For those patients who choose not to engage in or are unable to access trauma-focused psychotherapy and opt for medication treatment, the use of the specific antidepressants as monotherapy is recommended:

  • Sertraline (Zoloft®)
  • Paroxetine (Paxil®)
  • Fluoxetine (Prozac®)
  • Venlafaxine (Effexor®)
First-Line Treatment Recommendations
Diagram of treatment options
Second-Line Treatment Recommendations
Diagram of treatment options
There is a large group of medications and substances recommended against for PTSD due to low quality of evidence and risk of potential harms. That group includes:

  • Atypical antipsychotics
  • Benzodiazepines
  • Anticonvulsants
  • Ketamine
  • Hydrocortisone
  • D-cycloserine
  • Cannabis
It is important to avoid use of benzodiazepines and atypical antipsychotics alone or in combination with other medications for treatment of PTSD because the risk and harms associated with these medications exceed their proven therapeutic benefit for PTSD.18, 21,22
  • Drowsiness
  • Fatigue
  • Memory impairment
  • Dependence
  • Withdrawal symptoms
  • Impaired coordination
  • Car accidents, falls, fractures
  • Worse talk therapy outcomes
  • Disinhibition
  • Anxiety, irritability, anger
  • Negative respiratory outcomes
  • Reproductive risk
  • All cause + unintentional overdose mortality
Atypical Antipsychotics
  • Sedation
  • Movement disorders, akathisia
  • Anticholinergic effects
  • Psychiatric effects
  • Apathy, withdrawal
  • Orthostatic hypotension
  • Metabolic effects
  • Weight gain, hyperglycemia, diabetes, dyslipidemia
  • Reproductive risk
  • Sudden cardiac death, arrhythmia
  • Stroke
  • Mortality
Despite recommendations against their use in treating PTSD, benzodiazepines and atypical antipsychotics continue to be prescribed in patients with PTSD. In VA, clinicians prescribe benzodiazepines to a third of Veterans with PTSD and do so more often in rural Veterans.23,24 Though prescribing clinicians generally agree with practice guidelines that discourage harmful medication use in PTSD, often they do not taper patients off because tapering is too time-intensive or because the patients appear stable.25 There is also a common dilemma in balancing treatments the patient thinks are useful with science and best practice.
When helping a patient already taking harmful drug combinations, it is important to address tapering in a collaborative way, using shared decision making (discussed above).26

There is another large group of medications where the evidence is insufficient to recommend for or against their use.
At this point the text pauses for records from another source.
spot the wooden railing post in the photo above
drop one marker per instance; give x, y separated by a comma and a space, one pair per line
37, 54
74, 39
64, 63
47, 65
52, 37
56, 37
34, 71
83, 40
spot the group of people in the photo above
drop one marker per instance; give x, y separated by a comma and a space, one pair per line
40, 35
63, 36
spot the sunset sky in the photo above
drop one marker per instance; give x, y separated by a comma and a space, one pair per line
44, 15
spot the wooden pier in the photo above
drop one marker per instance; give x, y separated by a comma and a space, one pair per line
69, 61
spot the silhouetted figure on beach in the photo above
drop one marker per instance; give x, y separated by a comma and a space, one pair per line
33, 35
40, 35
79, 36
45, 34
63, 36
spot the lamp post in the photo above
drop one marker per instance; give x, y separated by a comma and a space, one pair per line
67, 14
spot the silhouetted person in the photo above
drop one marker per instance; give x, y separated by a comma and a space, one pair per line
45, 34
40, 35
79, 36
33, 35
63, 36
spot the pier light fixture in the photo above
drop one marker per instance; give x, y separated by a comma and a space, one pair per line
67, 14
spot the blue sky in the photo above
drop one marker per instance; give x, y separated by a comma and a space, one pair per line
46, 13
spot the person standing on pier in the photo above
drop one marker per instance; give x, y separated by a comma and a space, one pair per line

A significant change in the revised 2017 guideline is seen regarding the use of prazosin. The current recommendation suggests against prazosin for global symptoms of PTSD based on lack of efficacy and insufficient evidence to recommend as mono- or augmentation therapy for nightmares.

Despite considerable interest in alternatives to either psychotherapy or medication for the treatment of PTSD, there is currently insufficient evidence to recommend the majority of somatic therapies or complementary and integrative treatments including any animal-assisted therapy.